Genotyping (Wild-Type vs. Vaccine Strain Differentiation)<<Return to Laboratory
Accredited by the Standards Council of Canada to Laboratory no. 594 (ISO/IEC 17025)
Genotyping of varicella-zoster virus (VZV) to differentiate between wild-type strain and vaccine strain.
- Varicella (Chickenpox)
Lesion swab 1 mL (0.5 mL minimum), vesicular fluid 1 mL (0.5 mL minimum), CSF 0.6 mL (0.3 mL minimum ), whole blood 1 mL (0.5 mL minimum), or plasma 1 mL (0.5 mL minimum). Viral cultures 1 mL (0.5 mL minimum) may also be sent. Minimum volume will not allow repeat testing of samples with indeterminate results. Specimens must be confirmed to be VZV PCR positive before sending.
For lesion swabs, place swabs in 2-3 mL of viral transport medium (VTM) for a minimum of 1 hour and then remove the swab. For vesicular fluid, aspirate fluid from fresh unbroken vesicle and mix with at least 200 µL VTM. For plasma, collect blood in plasma preparation tube (PPT) or K2EDTA tube (plastic; lavender or pink top). Do not use heparin as an anti-coagulant. Centrifuge the tube at room temperature at 1,100 RCF for 10-15 min to separate the blood. Aliquot plasma into separate tube. Collect CSF in a dry tube subject to classic conditions for carrying out lumbar punctures. For viral cultures, collect infected cells and media.
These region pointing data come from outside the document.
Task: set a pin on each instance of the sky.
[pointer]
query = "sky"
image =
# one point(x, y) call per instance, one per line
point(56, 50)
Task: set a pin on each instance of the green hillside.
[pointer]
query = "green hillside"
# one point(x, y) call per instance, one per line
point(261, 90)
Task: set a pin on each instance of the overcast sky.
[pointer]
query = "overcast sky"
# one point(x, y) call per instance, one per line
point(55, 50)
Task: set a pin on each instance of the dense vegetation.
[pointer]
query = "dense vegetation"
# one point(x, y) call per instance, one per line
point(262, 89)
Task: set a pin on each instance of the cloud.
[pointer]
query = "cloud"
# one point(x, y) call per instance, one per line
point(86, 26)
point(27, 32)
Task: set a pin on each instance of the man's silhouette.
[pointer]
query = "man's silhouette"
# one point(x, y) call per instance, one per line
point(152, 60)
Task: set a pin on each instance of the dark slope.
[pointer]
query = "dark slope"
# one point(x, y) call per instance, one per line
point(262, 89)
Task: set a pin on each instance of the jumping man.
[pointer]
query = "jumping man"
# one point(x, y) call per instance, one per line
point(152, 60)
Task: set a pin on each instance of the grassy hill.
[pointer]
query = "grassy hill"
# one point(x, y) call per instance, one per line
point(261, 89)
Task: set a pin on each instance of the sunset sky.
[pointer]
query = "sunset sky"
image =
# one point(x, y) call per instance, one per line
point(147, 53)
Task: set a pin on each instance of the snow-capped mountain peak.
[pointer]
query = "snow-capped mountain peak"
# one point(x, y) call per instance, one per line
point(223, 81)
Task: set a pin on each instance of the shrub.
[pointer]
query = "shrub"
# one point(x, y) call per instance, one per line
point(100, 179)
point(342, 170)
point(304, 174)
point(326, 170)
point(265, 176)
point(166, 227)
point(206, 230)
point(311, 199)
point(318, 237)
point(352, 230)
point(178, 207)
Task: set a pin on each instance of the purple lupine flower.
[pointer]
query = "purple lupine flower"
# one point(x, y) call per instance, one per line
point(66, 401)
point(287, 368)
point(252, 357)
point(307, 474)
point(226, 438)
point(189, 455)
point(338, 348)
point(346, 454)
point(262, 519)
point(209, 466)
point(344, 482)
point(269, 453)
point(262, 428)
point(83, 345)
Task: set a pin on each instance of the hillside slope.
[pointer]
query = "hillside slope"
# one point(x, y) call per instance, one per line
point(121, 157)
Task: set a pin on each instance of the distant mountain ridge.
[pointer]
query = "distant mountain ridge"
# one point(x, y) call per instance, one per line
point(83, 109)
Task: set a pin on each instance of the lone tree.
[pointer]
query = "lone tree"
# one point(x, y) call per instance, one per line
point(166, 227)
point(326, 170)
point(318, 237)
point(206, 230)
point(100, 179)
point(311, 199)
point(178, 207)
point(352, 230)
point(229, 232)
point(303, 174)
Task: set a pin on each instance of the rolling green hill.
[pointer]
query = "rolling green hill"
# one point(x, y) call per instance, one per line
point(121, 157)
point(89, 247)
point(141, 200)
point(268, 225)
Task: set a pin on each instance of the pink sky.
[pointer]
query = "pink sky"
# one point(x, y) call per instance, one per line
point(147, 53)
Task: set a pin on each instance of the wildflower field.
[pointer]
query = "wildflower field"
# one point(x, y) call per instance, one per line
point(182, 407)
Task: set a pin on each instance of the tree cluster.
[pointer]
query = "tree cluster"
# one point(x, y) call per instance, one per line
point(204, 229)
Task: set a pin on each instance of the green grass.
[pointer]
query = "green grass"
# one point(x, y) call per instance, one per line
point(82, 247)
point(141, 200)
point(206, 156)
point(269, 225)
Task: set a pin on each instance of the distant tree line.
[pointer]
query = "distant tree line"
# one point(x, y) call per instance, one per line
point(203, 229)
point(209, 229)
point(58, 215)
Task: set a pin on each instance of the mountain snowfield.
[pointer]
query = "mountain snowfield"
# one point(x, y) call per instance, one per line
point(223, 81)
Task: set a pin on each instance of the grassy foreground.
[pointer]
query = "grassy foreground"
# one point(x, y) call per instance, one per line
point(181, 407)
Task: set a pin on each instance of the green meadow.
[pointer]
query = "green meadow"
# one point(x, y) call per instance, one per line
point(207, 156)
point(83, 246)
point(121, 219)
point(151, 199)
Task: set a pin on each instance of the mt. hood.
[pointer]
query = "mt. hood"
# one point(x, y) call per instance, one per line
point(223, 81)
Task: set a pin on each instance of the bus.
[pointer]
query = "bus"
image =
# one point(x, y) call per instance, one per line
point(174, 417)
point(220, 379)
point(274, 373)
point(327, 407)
Do not freeze whole blood; store and ship refrigerated within 48h of sample collection. Plasma, CSF, lesion swabs and fluid specimens may be stored and shipped refrigerated to NML within 48h of sample collection or must be stored and shipped frozen. Viral cultures must be stored frozen at all times and shipped on dry ice.
Shipping of specimens shall be done by a TDG certified individual in accordance with TDG regulations. For additional information regarding classification of specimens for the purposes of shipping, consult either Part 2 Appendix 3 of the TDG Regulations or section 3.6.2 of the IATA Dangerous Goods Regulations as applicable.
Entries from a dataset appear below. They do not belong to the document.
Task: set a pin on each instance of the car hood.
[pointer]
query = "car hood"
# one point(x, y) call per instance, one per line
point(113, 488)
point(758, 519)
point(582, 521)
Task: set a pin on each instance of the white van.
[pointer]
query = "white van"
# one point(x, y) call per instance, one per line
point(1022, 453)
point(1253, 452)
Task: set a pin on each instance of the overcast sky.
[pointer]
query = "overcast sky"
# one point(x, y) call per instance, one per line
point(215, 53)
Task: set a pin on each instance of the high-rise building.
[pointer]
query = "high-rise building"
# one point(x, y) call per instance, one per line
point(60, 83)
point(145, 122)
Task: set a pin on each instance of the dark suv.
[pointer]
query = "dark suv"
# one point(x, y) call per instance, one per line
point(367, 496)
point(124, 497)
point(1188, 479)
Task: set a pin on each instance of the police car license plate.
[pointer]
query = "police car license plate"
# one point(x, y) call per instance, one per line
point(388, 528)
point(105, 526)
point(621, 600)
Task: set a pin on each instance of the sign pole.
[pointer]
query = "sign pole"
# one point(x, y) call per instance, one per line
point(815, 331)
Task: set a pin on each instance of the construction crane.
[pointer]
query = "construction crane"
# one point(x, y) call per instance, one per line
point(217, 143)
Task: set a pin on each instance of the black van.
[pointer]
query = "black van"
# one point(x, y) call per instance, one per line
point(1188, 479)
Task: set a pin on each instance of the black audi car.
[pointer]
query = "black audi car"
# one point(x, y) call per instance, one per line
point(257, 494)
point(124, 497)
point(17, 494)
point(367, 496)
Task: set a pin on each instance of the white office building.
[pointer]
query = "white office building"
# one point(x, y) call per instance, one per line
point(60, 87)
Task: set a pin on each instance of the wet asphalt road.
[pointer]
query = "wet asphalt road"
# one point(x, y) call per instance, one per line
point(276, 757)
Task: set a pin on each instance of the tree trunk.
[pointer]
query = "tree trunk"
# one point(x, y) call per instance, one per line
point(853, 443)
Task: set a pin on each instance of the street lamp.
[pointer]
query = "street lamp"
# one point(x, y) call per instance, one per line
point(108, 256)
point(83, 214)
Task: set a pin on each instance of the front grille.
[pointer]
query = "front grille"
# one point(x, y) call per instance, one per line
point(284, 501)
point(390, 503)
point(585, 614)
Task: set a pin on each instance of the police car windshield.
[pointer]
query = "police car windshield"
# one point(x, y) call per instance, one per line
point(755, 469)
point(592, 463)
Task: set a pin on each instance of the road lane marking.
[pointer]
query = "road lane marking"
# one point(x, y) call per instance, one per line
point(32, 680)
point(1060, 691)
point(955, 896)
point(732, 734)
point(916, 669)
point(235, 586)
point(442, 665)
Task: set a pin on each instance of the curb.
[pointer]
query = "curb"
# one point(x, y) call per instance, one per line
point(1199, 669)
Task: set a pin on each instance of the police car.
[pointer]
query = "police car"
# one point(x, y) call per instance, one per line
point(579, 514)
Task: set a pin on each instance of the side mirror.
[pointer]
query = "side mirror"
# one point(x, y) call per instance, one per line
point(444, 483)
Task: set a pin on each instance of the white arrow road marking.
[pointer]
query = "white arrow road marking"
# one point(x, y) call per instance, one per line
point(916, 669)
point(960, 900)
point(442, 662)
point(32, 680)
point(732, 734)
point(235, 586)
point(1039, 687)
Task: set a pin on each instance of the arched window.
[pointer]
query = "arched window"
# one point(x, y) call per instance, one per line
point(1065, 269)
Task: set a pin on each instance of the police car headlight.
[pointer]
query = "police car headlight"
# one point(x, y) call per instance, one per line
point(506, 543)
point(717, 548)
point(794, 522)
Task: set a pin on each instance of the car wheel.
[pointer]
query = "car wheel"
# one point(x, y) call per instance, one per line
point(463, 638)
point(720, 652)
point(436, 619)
Immunization with attenuated VZV vaccine within the last month or when virus strain reactivation is suspected.
Completed “Viral STI, Polyoma and Herpesvirus Testing” requisition form including sender lab name, address and telephone number, patient identifier, date of birth or age and sex, specimen reference #, type of specimen, date collected, test requested, and any other relevant clinical information. Include date of VZV vaccination and date of rash onset.
This assay is for VZV strain differentiation only and has not been validated for VZV detection.
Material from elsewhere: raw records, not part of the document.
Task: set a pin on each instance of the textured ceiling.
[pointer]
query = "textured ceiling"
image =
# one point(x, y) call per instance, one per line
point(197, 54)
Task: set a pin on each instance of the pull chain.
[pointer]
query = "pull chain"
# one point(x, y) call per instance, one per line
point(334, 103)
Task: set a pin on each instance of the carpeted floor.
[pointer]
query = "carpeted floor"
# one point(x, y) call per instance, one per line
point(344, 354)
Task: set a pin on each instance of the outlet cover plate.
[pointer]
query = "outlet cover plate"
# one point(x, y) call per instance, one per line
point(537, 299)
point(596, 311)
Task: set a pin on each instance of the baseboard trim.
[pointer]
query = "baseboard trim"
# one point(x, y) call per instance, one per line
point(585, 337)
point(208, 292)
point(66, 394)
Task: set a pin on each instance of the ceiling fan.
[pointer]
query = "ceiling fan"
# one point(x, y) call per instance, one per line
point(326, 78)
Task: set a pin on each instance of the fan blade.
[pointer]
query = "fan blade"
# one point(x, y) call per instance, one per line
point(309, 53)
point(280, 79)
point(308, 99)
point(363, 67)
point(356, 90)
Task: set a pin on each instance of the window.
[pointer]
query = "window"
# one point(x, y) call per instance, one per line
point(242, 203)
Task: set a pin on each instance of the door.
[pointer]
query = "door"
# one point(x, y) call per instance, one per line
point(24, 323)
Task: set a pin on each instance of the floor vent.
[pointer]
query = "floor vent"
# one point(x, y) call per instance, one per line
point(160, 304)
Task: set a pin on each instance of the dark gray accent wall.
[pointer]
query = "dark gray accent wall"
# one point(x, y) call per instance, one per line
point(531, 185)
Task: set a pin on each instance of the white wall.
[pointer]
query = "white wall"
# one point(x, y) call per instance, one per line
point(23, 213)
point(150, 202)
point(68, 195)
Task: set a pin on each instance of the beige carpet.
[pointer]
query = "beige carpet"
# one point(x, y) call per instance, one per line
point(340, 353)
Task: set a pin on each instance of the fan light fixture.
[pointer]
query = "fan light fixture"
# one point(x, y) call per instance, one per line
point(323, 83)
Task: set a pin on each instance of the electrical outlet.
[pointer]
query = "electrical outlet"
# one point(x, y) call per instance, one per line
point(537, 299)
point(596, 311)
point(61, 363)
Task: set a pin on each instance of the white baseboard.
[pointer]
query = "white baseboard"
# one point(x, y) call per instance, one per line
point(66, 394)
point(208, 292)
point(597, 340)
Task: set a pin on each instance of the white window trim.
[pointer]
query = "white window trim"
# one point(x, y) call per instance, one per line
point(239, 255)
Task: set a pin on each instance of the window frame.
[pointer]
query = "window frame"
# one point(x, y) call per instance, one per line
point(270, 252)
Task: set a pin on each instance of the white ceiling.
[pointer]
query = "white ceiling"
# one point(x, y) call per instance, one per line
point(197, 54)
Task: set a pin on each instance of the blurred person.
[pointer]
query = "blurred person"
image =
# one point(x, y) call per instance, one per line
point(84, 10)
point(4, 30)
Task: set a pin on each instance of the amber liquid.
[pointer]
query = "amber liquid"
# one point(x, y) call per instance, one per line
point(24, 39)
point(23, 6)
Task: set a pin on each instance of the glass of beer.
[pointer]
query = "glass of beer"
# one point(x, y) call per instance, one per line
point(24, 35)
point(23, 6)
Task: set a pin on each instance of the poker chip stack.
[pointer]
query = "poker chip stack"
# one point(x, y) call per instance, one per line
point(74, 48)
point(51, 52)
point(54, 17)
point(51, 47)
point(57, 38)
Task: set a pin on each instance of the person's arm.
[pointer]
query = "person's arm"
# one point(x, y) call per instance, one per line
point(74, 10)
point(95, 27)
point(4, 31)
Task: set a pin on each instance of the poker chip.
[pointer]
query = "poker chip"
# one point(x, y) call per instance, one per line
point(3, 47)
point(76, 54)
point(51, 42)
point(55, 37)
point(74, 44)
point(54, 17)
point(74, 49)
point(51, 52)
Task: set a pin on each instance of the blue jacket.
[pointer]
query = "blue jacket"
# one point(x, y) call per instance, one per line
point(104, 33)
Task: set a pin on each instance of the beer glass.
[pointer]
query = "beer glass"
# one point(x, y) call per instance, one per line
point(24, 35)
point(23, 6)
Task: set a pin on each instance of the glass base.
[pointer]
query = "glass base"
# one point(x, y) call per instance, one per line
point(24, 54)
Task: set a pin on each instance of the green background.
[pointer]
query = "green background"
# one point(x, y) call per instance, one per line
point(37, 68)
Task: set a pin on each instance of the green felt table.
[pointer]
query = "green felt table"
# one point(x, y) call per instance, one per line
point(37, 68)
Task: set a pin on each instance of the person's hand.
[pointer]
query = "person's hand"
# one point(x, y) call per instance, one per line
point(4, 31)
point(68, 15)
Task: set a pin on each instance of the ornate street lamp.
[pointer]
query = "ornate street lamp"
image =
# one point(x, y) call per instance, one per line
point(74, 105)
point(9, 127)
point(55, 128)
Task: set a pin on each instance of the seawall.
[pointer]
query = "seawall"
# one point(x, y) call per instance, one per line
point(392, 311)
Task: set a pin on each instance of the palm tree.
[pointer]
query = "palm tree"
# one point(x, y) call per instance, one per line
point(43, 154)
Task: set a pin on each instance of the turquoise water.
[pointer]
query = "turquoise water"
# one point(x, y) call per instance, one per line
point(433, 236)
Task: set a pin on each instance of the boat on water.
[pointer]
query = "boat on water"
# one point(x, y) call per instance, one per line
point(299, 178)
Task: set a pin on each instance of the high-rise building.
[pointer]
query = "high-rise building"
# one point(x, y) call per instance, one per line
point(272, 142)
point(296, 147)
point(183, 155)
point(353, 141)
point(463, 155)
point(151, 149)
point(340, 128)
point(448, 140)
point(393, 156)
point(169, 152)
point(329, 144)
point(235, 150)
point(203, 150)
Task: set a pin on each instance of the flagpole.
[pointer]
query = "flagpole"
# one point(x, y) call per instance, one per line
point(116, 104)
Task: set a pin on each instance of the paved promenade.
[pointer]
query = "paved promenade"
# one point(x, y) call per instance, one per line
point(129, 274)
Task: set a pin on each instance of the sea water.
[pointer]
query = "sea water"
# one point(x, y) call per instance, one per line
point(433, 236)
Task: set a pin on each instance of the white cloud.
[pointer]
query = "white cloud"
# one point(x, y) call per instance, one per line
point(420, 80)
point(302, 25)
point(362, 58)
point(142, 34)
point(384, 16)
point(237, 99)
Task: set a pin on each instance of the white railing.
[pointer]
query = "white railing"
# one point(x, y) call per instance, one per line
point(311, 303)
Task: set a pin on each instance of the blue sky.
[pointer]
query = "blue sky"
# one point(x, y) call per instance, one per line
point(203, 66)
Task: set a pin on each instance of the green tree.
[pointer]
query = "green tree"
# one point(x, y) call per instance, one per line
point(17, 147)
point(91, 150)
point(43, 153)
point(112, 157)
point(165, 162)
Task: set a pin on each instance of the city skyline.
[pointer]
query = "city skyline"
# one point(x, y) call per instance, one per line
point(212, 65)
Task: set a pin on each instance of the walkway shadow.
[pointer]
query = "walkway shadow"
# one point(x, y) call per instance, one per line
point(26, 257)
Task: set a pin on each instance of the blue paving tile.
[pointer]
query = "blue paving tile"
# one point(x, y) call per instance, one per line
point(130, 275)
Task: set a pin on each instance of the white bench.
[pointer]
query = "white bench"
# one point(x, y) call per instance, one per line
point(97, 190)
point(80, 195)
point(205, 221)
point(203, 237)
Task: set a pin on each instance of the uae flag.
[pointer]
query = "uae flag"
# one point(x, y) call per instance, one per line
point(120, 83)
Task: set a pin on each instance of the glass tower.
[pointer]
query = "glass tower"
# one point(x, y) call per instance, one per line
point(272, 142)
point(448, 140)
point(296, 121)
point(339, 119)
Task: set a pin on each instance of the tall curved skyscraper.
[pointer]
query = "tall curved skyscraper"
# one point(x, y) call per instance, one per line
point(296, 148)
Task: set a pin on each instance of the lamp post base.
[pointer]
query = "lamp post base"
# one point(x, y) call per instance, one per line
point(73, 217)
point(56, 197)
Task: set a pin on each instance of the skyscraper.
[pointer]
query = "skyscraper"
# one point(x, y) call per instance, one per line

Strain differentiation of extracted DNA samples using real-time PCR methodology (1). Specific primers and hybridization probes differentiate Oka vaccine strain VZV from wild-type VZV strain based on the presence or absence of restriction sites within open reading frame ORF 38 and ORF 62. A melting curve analysis is used to determine whether the VZV strain is wild-type or vaccine strain. Inconclusive results may be confirmed by direct sequencing.
7 calendar days. STAT samples may be considered under special circumstances. Please contact lab to inquire about shorter turn around time.
- Tipples GA, D Safronetz, M Gray. A real-time PCR assay for the detection of varicella-zoster virus DNA and differentiation of vaccine, wild-type and control strains. J Virol Methods 2003; 113: 113-116.